Paintings and drawings are not anachronisms to be relegated to the attic, despite the impressions currently floating around Chelsea galleries. They're still favored media, creating images that lurk in the memory. Once you've seen the ink and acrylic drawings on paper by Henry Bermudez at the Projects Gallery, these intricate, fine lines curling and weaving in stylized patterns will keep popping into your mind's eye.
Large drawings, some with additional cut-out drawings collaged onto the paper background, convey an impression of music in the hemisphere. Everything is in flux: Animals are evolving into human beings or the other way around.
On the Top has clearly defined female breasts, birds' heads with human hands and feet and male genitalia: all in the process of becoming.
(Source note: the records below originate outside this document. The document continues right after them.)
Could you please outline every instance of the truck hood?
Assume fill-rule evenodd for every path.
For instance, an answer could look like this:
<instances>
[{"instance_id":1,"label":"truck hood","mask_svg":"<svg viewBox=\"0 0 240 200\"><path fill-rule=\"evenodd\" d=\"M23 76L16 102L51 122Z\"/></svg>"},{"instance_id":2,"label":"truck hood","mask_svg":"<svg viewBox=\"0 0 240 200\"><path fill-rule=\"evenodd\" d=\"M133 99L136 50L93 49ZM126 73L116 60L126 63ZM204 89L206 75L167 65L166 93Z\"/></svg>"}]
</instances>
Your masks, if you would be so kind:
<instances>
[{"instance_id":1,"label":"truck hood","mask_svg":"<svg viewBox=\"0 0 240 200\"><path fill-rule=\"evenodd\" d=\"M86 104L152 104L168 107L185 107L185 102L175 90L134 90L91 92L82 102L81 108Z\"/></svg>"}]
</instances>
These invented creatures, seen in The Dancers and The Lovers, might have birds' beaks, but they also feature toes and fingers that we can recognize.
But is this really so odd? How often have you seen porcine features on a human torso (often Wall Street types, in my experience)? Once I knew an artist who had to decline a valuable commission for a portrait because the subject in question reminded him too much of a ferret. We are just not that far removed, and Bermudez sees that clearly.
High Wire is an imaginary bird in flight that captures all the power and thrust of movement in space. With his thin, curving ink markings, Bermudez makes you feel the thrust of air pushing the bird on and up. Two Times is a drawing on the paper underneath a drawing with hand-cut bird patterns.
Henry Bermudez, an internationally recognized artist with Venezuelan roots, deserves wider attention in the U.S. He represented Venezuela in the 1986 Venice Biennale; his work has been exhibited alongside Picasso's. Markings on paper transcend the obsessive/compulsive character. They reclaim the music of the hemisphere for us— a natural element that we can easily miss.